I saw this on KT and copied it here per your request on a "motion kenpo" thread by flying crane.


----------



## IWishToLearn (Nov 14, 2006)

Great read. I love reading different points of view on history...lots of them conflict, but I'm a history nut and I can't get enough anywho. Thanks


----------



## distalero (Nov 16, 2006)

Doc said:


> ...Few seem to recognize, they knew how to poke someone in the eyes the day they signed up...

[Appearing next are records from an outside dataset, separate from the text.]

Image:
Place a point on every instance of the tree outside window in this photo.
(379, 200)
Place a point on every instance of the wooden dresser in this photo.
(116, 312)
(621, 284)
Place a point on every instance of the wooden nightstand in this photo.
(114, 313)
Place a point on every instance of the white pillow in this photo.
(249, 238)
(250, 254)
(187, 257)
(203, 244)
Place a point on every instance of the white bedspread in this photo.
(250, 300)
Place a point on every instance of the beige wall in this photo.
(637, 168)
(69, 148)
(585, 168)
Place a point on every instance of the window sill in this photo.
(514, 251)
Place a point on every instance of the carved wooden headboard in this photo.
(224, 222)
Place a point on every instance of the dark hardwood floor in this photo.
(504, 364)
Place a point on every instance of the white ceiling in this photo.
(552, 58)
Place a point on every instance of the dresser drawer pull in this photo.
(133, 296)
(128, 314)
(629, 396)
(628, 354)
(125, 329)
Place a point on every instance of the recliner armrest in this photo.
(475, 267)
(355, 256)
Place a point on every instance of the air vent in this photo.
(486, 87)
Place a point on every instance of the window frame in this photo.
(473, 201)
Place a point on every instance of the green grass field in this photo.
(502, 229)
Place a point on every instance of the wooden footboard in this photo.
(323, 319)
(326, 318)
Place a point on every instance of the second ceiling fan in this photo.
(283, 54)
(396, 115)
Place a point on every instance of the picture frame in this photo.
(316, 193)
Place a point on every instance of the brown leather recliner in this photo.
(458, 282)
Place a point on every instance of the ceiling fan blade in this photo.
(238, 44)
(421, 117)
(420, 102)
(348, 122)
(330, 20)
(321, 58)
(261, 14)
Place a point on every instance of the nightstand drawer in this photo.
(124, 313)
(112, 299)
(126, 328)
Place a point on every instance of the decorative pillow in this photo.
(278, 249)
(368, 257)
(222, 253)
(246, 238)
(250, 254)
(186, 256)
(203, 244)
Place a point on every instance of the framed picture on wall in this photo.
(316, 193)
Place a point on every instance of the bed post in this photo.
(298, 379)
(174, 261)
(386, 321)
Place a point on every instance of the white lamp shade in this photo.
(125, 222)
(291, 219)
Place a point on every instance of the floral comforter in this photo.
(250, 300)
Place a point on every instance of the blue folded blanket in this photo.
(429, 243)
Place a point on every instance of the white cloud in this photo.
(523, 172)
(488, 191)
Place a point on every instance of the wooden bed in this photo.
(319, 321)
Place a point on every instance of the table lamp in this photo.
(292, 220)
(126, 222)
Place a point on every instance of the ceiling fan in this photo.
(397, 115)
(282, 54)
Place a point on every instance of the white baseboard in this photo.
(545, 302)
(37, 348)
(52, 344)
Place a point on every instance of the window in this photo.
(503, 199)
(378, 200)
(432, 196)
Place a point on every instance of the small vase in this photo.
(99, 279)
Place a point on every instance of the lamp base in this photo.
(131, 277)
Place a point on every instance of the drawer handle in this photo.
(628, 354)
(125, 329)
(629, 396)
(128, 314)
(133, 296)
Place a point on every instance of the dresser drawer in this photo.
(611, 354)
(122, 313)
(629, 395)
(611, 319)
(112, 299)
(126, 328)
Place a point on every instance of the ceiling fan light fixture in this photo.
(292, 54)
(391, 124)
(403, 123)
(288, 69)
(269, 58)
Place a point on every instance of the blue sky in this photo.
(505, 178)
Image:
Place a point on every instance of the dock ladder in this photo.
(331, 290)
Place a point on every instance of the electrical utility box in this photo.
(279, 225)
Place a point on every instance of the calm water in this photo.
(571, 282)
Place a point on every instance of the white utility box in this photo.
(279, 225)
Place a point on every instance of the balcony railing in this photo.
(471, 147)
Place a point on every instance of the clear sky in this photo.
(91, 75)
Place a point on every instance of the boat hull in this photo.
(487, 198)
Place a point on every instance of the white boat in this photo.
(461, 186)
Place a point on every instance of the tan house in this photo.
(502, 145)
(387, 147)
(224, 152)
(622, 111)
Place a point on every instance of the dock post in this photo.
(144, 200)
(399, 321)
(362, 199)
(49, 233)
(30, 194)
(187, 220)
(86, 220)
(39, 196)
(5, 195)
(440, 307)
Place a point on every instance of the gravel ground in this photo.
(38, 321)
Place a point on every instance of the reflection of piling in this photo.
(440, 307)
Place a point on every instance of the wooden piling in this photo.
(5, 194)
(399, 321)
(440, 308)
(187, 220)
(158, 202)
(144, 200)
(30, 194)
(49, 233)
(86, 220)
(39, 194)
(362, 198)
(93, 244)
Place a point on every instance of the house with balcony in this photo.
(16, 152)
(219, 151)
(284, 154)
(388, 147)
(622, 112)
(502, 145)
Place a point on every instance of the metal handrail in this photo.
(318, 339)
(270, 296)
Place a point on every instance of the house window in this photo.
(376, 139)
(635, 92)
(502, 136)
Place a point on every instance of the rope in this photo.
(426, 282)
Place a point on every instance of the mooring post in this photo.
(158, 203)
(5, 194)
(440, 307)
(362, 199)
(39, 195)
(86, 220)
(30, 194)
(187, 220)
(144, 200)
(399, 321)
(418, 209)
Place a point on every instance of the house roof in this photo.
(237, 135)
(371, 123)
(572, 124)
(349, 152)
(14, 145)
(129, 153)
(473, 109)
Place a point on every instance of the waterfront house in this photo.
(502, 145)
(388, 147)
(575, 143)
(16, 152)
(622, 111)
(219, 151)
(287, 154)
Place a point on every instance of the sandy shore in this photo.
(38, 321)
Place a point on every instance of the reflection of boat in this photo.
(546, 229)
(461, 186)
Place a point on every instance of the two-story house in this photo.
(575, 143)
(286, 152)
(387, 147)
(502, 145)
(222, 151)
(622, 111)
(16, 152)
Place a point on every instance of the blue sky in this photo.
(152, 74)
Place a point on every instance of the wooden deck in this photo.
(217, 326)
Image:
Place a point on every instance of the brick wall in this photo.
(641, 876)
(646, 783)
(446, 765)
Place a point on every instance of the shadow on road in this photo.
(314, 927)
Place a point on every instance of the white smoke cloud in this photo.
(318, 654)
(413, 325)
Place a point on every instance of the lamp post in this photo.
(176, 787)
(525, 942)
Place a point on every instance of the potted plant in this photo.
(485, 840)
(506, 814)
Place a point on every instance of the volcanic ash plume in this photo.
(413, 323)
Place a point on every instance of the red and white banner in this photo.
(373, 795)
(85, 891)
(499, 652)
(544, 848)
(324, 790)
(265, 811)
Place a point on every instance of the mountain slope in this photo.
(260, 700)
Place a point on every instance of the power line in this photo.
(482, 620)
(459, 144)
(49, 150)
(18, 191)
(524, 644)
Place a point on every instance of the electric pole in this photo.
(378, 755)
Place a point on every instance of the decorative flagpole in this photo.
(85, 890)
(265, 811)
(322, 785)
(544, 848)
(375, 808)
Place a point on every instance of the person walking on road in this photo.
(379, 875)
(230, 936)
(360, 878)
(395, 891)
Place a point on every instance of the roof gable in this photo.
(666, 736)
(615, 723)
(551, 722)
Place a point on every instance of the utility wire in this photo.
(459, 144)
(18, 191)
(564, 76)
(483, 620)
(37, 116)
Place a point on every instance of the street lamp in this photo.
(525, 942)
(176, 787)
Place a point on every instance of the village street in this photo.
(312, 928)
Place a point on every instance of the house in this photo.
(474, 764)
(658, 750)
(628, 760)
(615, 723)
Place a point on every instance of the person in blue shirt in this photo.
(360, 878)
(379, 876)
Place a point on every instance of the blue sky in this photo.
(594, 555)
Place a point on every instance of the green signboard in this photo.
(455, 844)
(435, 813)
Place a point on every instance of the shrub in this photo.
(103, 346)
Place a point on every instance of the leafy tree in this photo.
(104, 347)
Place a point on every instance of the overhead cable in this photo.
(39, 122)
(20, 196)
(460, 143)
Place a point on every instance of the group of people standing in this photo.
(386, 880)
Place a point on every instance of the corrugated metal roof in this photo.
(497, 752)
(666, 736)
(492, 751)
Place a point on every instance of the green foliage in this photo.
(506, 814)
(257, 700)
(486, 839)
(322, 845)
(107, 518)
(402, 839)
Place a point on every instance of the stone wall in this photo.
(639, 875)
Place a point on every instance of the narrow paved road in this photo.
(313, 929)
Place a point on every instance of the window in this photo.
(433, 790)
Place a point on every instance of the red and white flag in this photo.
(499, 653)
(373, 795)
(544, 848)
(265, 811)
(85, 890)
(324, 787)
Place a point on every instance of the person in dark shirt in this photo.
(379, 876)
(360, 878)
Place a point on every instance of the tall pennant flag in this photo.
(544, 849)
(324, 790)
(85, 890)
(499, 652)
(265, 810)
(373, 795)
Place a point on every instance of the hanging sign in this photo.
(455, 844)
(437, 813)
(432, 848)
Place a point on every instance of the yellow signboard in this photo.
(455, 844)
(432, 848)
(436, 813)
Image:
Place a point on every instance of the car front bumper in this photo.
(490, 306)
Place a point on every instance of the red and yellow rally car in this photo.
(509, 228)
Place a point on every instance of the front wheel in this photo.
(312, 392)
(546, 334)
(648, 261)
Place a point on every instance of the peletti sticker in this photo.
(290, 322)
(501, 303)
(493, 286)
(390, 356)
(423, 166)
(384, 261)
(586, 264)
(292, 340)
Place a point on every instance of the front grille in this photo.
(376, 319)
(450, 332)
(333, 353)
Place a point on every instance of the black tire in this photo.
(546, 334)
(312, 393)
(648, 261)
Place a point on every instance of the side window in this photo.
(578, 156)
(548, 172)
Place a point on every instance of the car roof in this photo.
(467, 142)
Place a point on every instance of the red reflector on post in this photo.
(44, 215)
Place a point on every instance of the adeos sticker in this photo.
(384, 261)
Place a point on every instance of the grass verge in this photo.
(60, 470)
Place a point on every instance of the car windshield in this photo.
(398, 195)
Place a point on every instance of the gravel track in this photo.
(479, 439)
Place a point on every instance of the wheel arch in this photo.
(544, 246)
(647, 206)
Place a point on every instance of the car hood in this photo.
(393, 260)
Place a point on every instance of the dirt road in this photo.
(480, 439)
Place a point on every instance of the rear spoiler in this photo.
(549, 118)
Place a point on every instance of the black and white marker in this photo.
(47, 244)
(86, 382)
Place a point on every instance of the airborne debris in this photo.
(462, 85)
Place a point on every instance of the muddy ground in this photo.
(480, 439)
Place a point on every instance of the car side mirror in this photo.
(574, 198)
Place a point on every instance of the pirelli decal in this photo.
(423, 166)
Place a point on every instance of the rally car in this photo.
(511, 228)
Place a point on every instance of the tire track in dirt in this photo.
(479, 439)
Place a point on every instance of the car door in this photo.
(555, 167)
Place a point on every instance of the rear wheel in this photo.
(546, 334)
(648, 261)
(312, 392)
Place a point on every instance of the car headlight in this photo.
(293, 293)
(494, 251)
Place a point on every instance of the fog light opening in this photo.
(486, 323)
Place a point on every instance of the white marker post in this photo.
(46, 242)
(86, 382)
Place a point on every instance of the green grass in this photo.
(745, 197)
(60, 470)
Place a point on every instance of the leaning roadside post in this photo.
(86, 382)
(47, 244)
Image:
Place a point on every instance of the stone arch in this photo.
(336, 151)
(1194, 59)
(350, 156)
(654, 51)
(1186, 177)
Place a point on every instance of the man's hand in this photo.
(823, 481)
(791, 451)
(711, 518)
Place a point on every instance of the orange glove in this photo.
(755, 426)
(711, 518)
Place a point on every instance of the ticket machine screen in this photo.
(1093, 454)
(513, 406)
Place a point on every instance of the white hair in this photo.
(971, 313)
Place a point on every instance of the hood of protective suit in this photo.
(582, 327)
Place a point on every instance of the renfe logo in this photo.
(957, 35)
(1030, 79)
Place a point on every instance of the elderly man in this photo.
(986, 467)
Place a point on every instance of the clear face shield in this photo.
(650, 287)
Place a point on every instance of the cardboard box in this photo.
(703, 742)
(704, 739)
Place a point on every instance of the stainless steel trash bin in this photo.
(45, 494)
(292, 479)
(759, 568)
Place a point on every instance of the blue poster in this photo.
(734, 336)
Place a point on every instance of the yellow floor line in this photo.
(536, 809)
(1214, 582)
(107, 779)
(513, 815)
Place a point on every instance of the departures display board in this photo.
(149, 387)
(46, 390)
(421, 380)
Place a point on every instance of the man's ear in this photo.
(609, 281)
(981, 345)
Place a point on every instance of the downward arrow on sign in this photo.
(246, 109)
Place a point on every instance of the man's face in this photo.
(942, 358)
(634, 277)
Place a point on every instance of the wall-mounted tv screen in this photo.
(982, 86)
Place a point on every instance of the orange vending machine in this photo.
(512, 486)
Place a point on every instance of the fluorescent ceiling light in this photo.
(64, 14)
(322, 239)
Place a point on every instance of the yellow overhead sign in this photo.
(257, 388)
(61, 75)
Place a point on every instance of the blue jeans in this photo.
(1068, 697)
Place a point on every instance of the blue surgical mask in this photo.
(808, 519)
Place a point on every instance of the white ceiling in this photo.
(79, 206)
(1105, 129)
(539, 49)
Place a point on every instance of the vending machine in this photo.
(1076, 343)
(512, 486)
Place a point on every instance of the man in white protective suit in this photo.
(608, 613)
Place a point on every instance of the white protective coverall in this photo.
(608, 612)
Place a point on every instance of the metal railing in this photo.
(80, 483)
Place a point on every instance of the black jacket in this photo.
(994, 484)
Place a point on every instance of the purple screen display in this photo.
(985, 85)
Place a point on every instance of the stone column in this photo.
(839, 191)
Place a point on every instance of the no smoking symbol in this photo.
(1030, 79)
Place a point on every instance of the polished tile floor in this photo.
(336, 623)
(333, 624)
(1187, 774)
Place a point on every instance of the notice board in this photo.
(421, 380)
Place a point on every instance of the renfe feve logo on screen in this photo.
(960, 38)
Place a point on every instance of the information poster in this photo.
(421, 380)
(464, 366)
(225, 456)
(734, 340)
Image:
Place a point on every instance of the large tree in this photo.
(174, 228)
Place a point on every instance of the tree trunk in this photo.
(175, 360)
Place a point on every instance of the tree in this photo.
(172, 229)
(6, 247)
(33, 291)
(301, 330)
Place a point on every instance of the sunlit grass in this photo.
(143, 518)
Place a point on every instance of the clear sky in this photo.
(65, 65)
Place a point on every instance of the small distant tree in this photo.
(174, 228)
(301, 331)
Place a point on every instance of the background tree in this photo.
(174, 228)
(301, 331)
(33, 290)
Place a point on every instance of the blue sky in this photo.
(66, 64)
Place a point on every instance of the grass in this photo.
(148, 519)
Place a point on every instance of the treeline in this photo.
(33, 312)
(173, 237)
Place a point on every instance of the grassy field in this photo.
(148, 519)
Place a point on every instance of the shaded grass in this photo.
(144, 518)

I enjoyed this post, but I wanted to say: I'm from the "Chinese" facet of things, if I understand the distinction correctly, late 60's to mid 70's, in one of the "backwaters", you termed it some time ago in another post, and consequently I walk around happy with my Kenpo past and my efforts, don't have an axe to grind with anything before or after (we openly then called it "motion", or "range of motion"), but it occurs to me that at least in a technical sense the above comment is a bit of an eye poke in it's own right, in two ways. First, most may know the theory of literal eye poking when they walk in the door, but probably haven't practiced it repeatedly, in a structured way, and it's been my personal experience and certainly more general observation that practice, pretty much whatever the hell we're talking about, is the key to any of it, you name it. Theory is thinking about it, practice is refining the reality of it, two very different beasts, so whoever thought they knew about eye poking, and all the associated movement leading to and following it, really didn't know it at all. Secondly, maybe because it was openly called "motion" in my backwater, we found the value, as best we could muster, of this; it stood on it's own two feet, did motion, and nobody walking in the door even conceptualized this, far as I know. In other words, "range of motion" was an extremely useful, multi layered, and in my experience, novel presentation of self defense. I loved it, still do in my old age.


----------



## IWishToLearn (Nov 23, 2006)

Doc - permission to copy this to my own school forum? (Private website.)


----------